Don’t whack my car!
This is the worst that can happen to the driver of a slot car — when the guava next to you lets the rear wheels slide out on a corner and your beautiful, laser-cut, flat metal, brightly painted, fully stickered motoring, moveable art creation gets klapped off the track and goes spinning and rolling on the floor.
Slot car racing is super-fast and serious.
The model cars hit a fiery 82km/h on the infamous back straight of the 22-year-old 47m super wood, smooth-epoxy painted track at the EL Slot Car Club at 33 Dyer Street, Arcadia.
By comparison, only the intrepid road cyclist blasting down the famous Chapman’s Peak tar stretch heading towards Hout Bay in the Argus Cycle Tour will max out at 82km/h.
You don’t want to get a blowout at that speed, and so it is with the model cars which fly off the track.
Four men, mostly in their 50s but there is a 13- and 74-year-old, stand on the rostrum for each heat, console in hand and they control their beloved machines like men possessed.
Club secretary Louise Petzer says our city has history with model cars.
The club runs the SA Model Car Association (Samca) formed 54 years ago in 1966 and is hosting the final round of the SA Slot Car Championships.
The local stakes could not be higher: The East London club is defending a clutch of national titles it has won for the last two years and in every driver class — pro, expert and amateur and junior.
The championships are on from Thursday to Saturday, September 25 to 27 and Petzer says: “You really have to come and see it for yourself.”
Our local champions are in a field of 25 racers who have arrived from around SA, from Pretoria to Cape Town, for the big event.
Petzer suggests this is a “hobby”, but admits is more an obsession than a gentle side hustle, and that a couple of racers have been penalised for losing their tempers and “shouting”.

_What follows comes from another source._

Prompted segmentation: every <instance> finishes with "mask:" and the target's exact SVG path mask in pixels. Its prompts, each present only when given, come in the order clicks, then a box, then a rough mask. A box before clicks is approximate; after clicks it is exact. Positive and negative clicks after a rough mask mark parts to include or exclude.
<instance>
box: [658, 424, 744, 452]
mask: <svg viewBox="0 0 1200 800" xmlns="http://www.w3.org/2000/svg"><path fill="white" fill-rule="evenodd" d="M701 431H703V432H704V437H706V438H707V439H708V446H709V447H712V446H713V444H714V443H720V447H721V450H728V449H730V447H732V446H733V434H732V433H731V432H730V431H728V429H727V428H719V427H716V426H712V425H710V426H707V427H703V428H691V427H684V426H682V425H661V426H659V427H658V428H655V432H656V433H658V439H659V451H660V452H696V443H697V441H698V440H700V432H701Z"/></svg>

The passion starts with an idea of the perfect car.
Racers will take to the drawing board and come up with technical drawings.
From there, razor thin but hardy spring steel is sent for precision laser cutting.
The kits are then soldered together while tyres — very much slicks — start with imported rubber, which is then glued to a rim turned on a lather to be 1.7mm thick.
The tyre radius is 16.8mm.
The tyres are fitted to a back axle — there are not front wheels or axles, that role belongs to the slot which fits into one of four rails on the track.
The back wheels are driven by a brushless motor.
The artisanship is extraordinary and this is why the paint jobs using special but bright Lexan polycarbonate-specialised paint is of the order of a Da Vinci masterpiece.
“Everything must be flat and straight. It must be right,” he says.
There are some fun quirks in the assemblage: each car must have a mould of a little helmeted driver holding onto a steering wheel for dear life.
Bodies are imported colours, brash and rich greens, pinks, yellows, and good old sophisticated black and white.
Now it gets quirky, with miniature motoring brands adorning the final machine — Goodyear and Shell corporations reduced to tiny ticker tape.
Racers are left holding a micro beast which is 6,4cm wide and 15cm long — about 10% smaller than the average cellphone.
The final cost? R4,500 — not bad considering that a small aluminum top box for a 260kg 1200 BMW adventure bike costs the same.
How many cars does each racer own?
“One or two … or five ,” but he bashfully admits to owning 15!
The light at the starting grid switches red to green. It’s go-o-o-i!
Four cars in four slotted lanes, each with a little coloured sticker on their noses, are raced, controlled by madmen until the power is cut on two or three minutes per race segment.
Each car must race in each of the four lanes to make up four segments — the heat winner will be measured to have gone the farthest when the distances are added up by race control.
There are around 4,700 one-centimetre marks on the track so it’s pin-point accurate.
He says the course is fairly flat with an uphill and a deadly slight downhill.
The course starts on a straight, with four or five sharp corners until the final hairpin bend into the back straight where top speeds are reached.
Cornering is a test of the racer’s tyre and the amount of “sticky goop” applied for traction.
Where the downhill hits the sharp right is where much of the crashing takes place with cars sliding out and biffing each other.
When the “deslotted” race car finally comes to rest on the floor, drivers can get hot under the collar, but marshals are there to step in and penalise if it gets foeffie.
The championship heats start on Thursday, but drivers are on the track early Wednesday taking advantage of five-minute slots. Locals are not allowed to use the track in these warm ups.
The locals defending their titles this weekend are: (2023) pro — Louise Petzer, expert — Clinton Landman; amateur — Geoff McGregor; and Junior — Arno Landman; (2024) pro — Louise Petzer, expert — Darren Schultz, amateur — Liam Bibby (tied with Derek Heyns, CSCC); and junior — Arno Landman.
* Whatever you do, don’t call this sport Scalextrix because that is a registered trademark owned by Hornby Hobbies.